Martedì 28 maggio, alle 20,30, nella Basilica Pontificia San Nicola di Bari (ingresso libero), prosegue la ventinovesima stagione concertistica del Collegium Musicum: in scena un appuntamento dedicato al centenario della scomparsa di Gabriel Fauré (1845-1924), grande e raffinato compositore francese. Saranno eseguite due sue composizioni, il Requiem in re minore op. 48 (per soprano, baritono, coro e orchestra da camera, nella versione di John Rutter) e Tantum Ergo op. 55 (per soprano, coro, organo, arpa e contrabbasso); i brani saranno preceduti da «Ave Maria», per soprano e organo, di Camille Saint-Saëns (1835-1921), altro importante compositore francese coevo di Fauré. Insieme al Collegium Musicum diretto da Rino Marrone, si esibiranno i cantanti solisti Martina Tragni (soprano) e Giuseppe Naviglio (baritono), oltre ai cori Dilectamusica (diretto da Vincenzo Anselmi) e Harmonia (diretto da Sergio Lella).
Gabriel Fauré resta un caso singolare nella musica francese fra Ottocento e Novecento, in modo particolare per la produzione sacra. Per tutta la vita il compositore rimane in qualche modo legato all’ambiente religioso, occupandone ruoli anche di prestigio, ma la sua produzione in questo settore è molto limitata, se si esclude soprattutto il Requiem, uno dei suoi capolavori. Il compositore francese scrive questo lavoro perché spinto da una personale necessità di carattere privato, non tenendo alcun conto di quanti modelli gli offriva il passato, che egli certo non ignorava: pensiamo alla sua profonda conoscenza musicale maturata anno dopo anno da quel 1854 quando, a soli nove anni, aveva iniziato a studiare all’École de Musique Réligieuse di Parigi fino al 1866, quando divenne organista nella chiesa di Rennes in Saint-Saveur.
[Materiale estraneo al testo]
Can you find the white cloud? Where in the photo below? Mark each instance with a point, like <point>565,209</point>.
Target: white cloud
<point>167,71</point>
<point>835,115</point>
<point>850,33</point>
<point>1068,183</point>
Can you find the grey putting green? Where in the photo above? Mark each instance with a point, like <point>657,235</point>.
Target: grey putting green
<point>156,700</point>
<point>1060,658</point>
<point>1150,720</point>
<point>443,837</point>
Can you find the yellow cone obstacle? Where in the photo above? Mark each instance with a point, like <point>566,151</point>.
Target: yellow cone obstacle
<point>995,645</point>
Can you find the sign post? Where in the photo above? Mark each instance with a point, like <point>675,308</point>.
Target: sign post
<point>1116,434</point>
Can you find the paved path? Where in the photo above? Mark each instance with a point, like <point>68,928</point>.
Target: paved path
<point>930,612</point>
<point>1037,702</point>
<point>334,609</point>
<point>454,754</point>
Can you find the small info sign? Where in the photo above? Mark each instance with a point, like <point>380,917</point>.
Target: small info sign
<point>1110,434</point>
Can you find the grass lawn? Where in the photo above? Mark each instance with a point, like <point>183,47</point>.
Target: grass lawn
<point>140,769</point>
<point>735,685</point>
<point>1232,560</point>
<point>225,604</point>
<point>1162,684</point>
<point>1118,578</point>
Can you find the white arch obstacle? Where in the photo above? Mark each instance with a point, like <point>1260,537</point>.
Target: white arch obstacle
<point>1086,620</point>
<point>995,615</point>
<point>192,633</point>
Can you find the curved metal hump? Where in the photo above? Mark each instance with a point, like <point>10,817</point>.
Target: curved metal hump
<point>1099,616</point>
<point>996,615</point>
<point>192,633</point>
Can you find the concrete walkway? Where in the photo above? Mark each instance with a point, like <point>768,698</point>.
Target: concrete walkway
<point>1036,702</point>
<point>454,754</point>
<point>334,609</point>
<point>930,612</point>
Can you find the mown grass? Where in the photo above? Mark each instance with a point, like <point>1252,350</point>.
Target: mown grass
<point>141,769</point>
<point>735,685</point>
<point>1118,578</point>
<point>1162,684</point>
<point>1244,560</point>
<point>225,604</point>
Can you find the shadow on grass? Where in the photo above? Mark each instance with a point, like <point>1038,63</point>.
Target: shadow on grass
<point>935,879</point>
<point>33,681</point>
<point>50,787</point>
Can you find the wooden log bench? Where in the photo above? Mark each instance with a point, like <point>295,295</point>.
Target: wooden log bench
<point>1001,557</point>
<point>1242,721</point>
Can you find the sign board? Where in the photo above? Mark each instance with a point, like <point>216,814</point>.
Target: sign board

Assurto a meritata notorietà, il Requiem – scritto tra il 1886 e il 1887, in memoria del padre, morto a Tolosa nel 1885 – è pagina di sobria bellezza, quasi del tutto priva di trasalimenti e dalla straordinaria intensità emotiva, che una finissima scrittura, attenta al dosaggio dei timbri, esalta alquanto. A predominare è per lo più quella stessa eleganza tipica di buona parte della produzione di Fauré: tratti improntati a puro lirismo si alternano ad altri dal limpido andamento salmodiante, avvolti da una patina arcaicizzante. Se sotto il profilo armonico presenta una singolare miscela di tonalità e modalismo, sul piano espressivo prevale un clima di assorta rarefazione e dolce soavità. Fin dalle prime misure aleggia un’atmosfera di immota contemplazione e di partecipe intimismo, quasi l’evocazione classicheggiante dei Campi Elisi. L’autore, difendendosi da chi lo accusava appunto di aver composto una pagina di spirito pagano, così rivendicò la propria personale visione: «Si è detto che l’opera non esprime il terrore della morte, qualcuno l’ha chiamata una berceuse funebre. Ma è così che la sento: come una lieta liberazione, un’aspirazione alla felicità dell’aldilà e non come un trapasso doloroso».